By Jen Viegas
Thousands of animals have suddenly died in western Mongolia due to a virus that is afflicting sheep, Cashmere goats and the endangered saiga, which is an Asian antelope.
Wildlife Conservation Society (WCS) veterinarians have raced to the area in hopes of containing the epidemic, which is threatening not only these and other animals, but also the welfare of people living in the region.
The cause is believed to be a virus known as "Peste des Petits Ruminants," or PPR. People are not thought to be at risk for the viral disease that most commonly sickens goats and sheep. It can cause fever, digestive problems, pneumonia and sometimes death. The virus was first reported in 1942 at Africa's Ivory Coast, but has since spread to other countries around the globe.
"PPR is a serious disease of domestic small ruminants," WCS Mongolia country director Enkhtuvshin Shiilegdamba told Seeker. Ruminants are hoofed mammals that chew cud. "Mongolia's food security — sheep — and a significant component of its economy — Cashmere goats — are dependent on livestock."
While resulting food shortages would likely only impact locals, the luxurious cashmere wool is transported all around the world, so the epidemic could affect its supply.
Shiilegdamba and her colleagues believe that the virus was transmitted from China through goats and sheep. There is a vaccine, so it is being given to as many animals as possible now.
It is difficult to vaccinate wildlife, however, which are dying by the thousands. An estimated 2,500 saiga have recently perished, taking out a quarter of the local population of this already endangered antelope, according to WCS.
This die-off suggests that saiga antelope are highly susceptible to the disease and it is likely that over half of the population will be lost in this initial wave of disease transmission," Shiilegdamba said.
PPR is also believed to infect gazelle, ibex, endangered wild Bactrian camels, wild boars and other animals.
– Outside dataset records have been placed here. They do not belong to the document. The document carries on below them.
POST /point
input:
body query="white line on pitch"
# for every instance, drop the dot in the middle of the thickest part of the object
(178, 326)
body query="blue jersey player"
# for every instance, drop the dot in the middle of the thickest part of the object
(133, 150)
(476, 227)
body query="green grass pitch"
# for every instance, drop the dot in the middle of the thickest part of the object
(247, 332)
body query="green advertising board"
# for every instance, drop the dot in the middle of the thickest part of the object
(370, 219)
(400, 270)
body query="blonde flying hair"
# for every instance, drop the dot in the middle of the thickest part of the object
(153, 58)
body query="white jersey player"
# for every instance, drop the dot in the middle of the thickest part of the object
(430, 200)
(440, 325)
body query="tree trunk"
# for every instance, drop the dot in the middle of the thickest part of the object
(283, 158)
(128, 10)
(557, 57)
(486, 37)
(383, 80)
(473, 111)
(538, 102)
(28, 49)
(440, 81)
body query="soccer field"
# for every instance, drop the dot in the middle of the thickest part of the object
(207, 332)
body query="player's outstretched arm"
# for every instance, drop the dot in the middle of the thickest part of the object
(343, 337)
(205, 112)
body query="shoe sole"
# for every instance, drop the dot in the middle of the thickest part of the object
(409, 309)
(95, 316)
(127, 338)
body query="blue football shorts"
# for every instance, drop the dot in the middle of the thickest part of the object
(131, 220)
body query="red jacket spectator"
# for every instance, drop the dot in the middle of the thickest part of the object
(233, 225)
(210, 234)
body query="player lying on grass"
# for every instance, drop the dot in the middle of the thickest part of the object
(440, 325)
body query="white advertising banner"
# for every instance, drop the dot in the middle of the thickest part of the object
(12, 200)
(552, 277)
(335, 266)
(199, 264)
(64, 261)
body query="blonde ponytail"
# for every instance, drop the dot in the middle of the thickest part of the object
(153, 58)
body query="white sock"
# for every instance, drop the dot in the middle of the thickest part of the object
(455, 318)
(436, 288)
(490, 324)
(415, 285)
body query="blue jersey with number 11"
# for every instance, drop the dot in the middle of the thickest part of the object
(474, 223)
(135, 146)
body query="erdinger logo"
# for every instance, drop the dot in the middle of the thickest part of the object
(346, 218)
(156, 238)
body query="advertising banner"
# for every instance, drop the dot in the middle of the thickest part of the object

The deaths of these animals are expected to hurt apex predators, such as wolves and snow leopards, which are endangered and on the IUCN Red List of Threatened Species.
"All of the currently affected species are snow leopard prey, and mass mortalities may lead to depletion of snow leopard food resources and may increase the livestock and wildlife conflict, as snow leopards are likely to attack livestock if their major prey species are depleted," Shiilegdamba said.
"Herders may shoot if wildlife attacks their livestock or their herd, and may create a big conflict," continued Shiilegdamba. "All of this becomes evidence of ecosystem disturbance."
Even birds of prey are expected to be affected, since they feed on young saiga and Mongolian gazelle during calving season.
During breeding and calving seasons, Mongolian gazelle form large groups, which Shiilegdamba suspects "makes it very easy for the virus to move quickly through an entire population."
As of now, the virus continues to spread and has not been contained. The current scene is quite grim, with veterinarians in protective clothing incinerating piles of dead animals, hoping to prevent the virus' spread.